Despite this richness, South Asian languages remain significantly underrepresented in language technologies. Most contemporary large language models (LLMs) contain only minimal data from the region, and fundamental challenges persist—from encoding and orthography to data scarcity and cultural representation. While most South Asian scripts are encoded in Unicode, orthographic complexity, inconsistent rendering, and limited input methods continue to hinder practical use. Linguistic features such as diglossia, dialectal variation, code-mixing, and close language contact further complicate natural language processing (NLP) tasks.

Focus on Tamil and Sinhala

This symposium places a special emphasis on Tamil and Sinhala, two major languages of Sri Lanka with long literary traditions, rich sociolinguistic variation, and growing relevance in language technology. Both languages pose unique challenges for NLP and speech technologies, including complex morphology, script-specific orthographic rules, dialectal diversity, and limited high-quality digital resources. At the same time, they offer important opportunities for advancing inclusive and culturally grounded computational linguistics research.

Background and Motivation

The first edition of the CHiPSAL workshop, co-located with COLING 2025, was well received by both academia and industry, attracting strong participation from South Asia and beyond. The second edition will be co-located with LREC 2026.

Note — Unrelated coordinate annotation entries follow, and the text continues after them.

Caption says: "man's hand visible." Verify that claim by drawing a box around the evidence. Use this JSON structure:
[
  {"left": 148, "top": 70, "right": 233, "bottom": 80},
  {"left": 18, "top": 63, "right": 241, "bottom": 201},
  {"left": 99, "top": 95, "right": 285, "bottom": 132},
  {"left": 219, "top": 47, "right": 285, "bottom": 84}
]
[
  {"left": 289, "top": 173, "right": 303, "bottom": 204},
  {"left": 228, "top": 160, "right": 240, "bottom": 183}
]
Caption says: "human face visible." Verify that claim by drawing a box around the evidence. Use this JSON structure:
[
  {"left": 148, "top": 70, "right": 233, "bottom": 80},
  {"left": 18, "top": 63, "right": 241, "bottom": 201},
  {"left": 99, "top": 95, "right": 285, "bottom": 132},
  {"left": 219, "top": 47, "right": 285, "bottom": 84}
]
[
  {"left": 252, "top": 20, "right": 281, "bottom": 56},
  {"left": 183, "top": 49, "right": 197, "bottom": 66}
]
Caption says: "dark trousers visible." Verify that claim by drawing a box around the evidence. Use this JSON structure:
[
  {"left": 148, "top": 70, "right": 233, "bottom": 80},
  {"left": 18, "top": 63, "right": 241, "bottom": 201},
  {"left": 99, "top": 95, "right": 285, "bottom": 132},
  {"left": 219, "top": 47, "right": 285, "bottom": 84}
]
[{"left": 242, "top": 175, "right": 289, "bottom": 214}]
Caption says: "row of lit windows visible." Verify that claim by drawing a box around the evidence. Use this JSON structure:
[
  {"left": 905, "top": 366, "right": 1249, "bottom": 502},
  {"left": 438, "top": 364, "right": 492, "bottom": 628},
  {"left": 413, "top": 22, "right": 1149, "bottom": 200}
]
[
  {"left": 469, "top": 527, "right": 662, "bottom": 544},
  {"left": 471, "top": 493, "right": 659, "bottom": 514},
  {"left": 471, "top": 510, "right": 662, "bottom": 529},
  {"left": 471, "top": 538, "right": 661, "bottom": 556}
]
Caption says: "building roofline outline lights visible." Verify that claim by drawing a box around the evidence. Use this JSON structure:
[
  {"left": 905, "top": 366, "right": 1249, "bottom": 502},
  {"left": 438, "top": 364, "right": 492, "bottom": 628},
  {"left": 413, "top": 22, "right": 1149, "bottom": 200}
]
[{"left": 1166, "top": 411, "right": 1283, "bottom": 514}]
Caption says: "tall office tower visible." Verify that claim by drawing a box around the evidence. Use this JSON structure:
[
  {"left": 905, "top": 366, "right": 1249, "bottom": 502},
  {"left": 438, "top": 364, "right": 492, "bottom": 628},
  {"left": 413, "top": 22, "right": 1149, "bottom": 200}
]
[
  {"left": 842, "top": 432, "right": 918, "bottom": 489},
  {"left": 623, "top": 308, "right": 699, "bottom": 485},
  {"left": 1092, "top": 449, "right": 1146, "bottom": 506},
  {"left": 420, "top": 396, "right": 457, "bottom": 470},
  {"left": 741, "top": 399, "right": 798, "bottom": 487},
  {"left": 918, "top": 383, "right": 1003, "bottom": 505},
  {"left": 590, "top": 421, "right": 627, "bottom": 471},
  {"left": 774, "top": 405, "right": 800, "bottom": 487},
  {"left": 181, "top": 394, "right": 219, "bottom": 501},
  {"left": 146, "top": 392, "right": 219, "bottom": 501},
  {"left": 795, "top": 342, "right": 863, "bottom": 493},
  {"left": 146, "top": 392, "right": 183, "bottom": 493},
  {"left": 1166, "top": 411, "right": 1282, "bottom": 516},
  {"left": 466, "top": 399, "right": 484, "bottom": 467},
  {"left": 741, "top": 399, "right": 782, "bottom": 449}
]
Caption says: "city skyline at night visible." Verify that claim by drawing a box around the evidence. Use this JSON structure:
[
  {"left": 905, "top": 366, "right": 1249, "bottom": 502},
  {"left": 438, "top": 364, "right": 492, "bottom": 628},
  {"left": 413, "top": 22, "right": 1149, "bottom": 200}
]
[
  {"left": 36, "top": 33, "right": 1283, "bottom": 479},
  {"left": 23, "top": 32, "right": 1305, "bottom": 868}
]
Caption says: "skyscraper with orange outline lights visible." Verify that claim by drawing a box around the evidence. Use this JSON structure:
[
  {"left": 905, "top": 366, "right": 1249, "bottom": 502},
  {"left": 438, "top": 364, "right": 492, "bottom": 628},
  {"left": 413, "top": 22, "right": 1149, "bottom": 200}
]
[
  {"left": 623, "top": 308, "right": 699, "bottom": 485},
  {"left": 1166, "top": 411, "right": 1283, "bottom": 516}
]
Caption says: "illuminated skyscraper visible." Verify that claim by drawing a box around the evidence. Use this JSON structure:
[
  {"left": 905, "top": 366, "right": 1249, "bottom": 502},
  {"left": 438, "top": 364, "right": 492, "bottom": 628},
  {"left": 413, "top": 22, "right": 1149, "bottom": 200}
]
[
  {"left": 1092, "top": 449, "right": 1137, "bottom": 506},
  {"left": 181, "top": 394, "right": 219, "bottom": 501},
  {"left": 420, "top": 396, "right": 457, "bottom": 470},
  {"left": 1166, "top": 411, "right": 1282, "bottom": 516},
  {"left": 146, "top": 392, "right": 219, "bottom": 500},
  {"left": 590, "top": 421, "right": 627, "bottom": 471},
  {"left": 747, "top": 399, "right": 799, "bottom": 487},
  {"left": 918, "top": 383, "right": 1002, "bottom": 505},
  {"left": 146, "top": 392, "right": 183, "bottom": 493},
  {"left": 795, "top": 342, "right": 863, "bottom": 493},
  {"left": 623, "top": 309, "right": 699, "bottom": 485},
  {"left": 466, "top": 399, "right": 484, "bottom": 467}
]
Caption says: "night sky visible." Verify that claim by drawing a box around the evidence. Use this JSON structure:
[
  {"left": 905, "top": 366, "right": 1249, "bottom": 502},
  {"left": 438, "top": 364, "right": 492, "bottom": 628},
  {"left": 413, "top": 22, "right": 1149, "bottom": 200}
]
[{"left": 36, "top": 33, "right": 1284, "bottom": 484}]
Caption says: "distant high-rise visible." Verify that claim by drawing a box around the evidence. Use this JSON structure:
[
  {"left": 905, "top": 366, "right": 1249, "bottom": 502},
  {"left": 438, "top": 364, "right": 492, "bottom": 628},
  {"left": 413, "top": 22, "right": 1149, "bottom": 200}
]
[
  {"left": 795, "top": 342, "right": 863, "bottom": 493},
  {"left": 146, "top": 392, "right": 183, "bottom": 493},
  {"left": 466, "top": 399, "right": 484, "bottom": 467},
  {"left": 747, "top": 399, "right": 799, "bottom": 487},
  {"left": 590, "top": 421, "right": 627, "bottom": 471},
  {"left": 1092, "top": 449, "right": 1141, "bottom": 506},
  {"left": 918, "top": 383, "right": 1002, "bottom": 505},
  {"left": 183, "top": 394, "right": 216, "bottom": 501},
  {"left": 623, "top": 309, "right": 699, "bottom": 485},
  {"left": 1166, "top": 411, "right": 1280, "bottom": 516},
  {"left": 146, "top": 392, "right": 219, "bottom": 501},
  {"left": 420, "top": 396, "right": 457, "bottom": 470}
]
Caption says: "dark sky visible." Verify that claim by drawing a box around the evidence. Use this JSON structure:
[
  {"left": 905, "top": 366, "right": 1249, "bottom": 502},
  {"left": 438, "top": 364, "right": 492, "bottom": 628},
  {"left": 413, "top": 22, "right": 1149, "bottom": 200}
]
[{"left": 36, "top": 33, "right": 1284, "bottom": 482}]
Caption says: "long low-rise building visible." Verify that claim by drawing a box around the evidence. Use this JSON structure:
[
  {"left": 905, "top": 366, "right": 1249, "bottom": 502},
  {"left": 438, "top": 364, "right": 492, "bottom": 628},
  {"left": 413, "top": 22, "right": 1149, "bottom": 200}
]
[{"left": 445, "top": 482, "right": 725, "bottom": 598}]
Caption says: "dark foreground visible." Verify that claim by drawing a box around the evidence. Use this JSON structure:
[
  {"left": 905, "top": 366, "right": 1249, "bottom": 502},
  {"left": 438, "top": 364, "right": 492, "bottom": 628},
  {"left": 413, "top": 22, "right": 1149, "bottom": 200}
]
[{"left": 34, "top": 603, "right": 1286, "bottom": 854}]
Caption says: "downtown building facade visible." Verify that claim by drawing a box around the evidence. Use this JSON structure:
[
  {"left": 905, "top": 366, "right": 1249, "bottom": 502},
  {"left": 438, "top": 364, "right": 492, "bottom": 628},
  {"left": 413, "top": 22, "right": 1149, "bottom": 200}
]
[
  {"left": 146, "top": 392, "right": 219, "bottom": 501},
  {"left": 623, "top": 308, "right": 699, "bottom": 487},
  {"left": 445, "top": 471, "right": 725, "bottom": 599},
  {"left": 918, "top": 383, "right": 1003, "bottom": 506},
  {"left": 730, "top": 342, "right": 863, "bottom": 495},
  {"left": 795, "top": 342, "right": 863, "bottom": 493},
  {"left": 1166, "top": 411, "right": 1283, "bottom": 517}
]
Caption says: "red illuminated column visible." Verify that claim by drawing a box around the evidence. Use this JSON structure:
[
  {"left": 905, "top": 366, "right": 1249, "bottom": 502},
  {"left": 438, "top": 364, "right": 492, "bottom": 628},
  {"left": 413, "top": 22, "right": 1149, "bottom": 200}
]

CHiPSAL has provided a much-needed forum for exchanging challenges, insights, and solutions related to South Asian language processing. Building on this momentum, the workshop continues to address linguistic, cultural, and technical challenges, with the broader goal of preserving and promoting South Asian linguistic heritage through responsible and inclusive language technologies.

Symposium Format

Unlike traditional paper presentation sessions, the CHiPSAL symposium adopts a roundtable-style format designed to foster interaction, discussion, and collaborative feedback.

Rather than presenting finished work, participants are encouraged to share ongoing research ideas, early-stage projects, or emerging concepts. The emphasis is on dialogue—helping researchers refine their ideas, identify challenges, and explore potential collaborations.

Keynote addresses

In addition to the discussions, the keynote addresses will be delivered by the following speakers:

Session Structure

  • 10-minute presentation outlining the research idea
  • 15-minute moderated discussion with the audience and invited experts

This format creates a supportive yet critical environment, particularly beneficial for early-stage researchers, students, and researchers working on low-resource languages such as Tamil and Sinhala.

Call for Synopses

We invite submissions of short synopses (maximum 500 words) describing a research idea relevant to the theme.

Each synopsis should include:

  • Title of the Research Idea
  • A concise and descriptive title.
  • Author(s) and Affiliation(s)
  • Synopsis
    • A brief description of the research idea, including the problem being addressed, the proposed approach, and the potential impact. Preliminary results may be included if available.
  • Discussion Points
    • A short list of questions or topics the author would like to discuss with the audience.

Evaluation Criteria

  • Synopses will be selected based on:
    • Their potential to stimulate lively and productive discussion
    • Originality of the idea
    • Relevance to South Asian languages, with particular attention to Tamil and Sinhala
    • Alignment with the broader goals of CHiPSAL

Important Dates

  • Submission Deadline: 30 June 2026
  • Submission Link: Will be announced soon

Selected synopses will be shared with registered participants in advance to encourage pre-reading and informed discussion.

We warmly invite researchers, practitioners, and students to contribute their ideas and take part in these meaningful conversations.

Organisers

  • EYA Charles, Department of Computer Science, University of Jaffna.
  • K Sarveswaran, Department of Computer Science, University of Jaffna.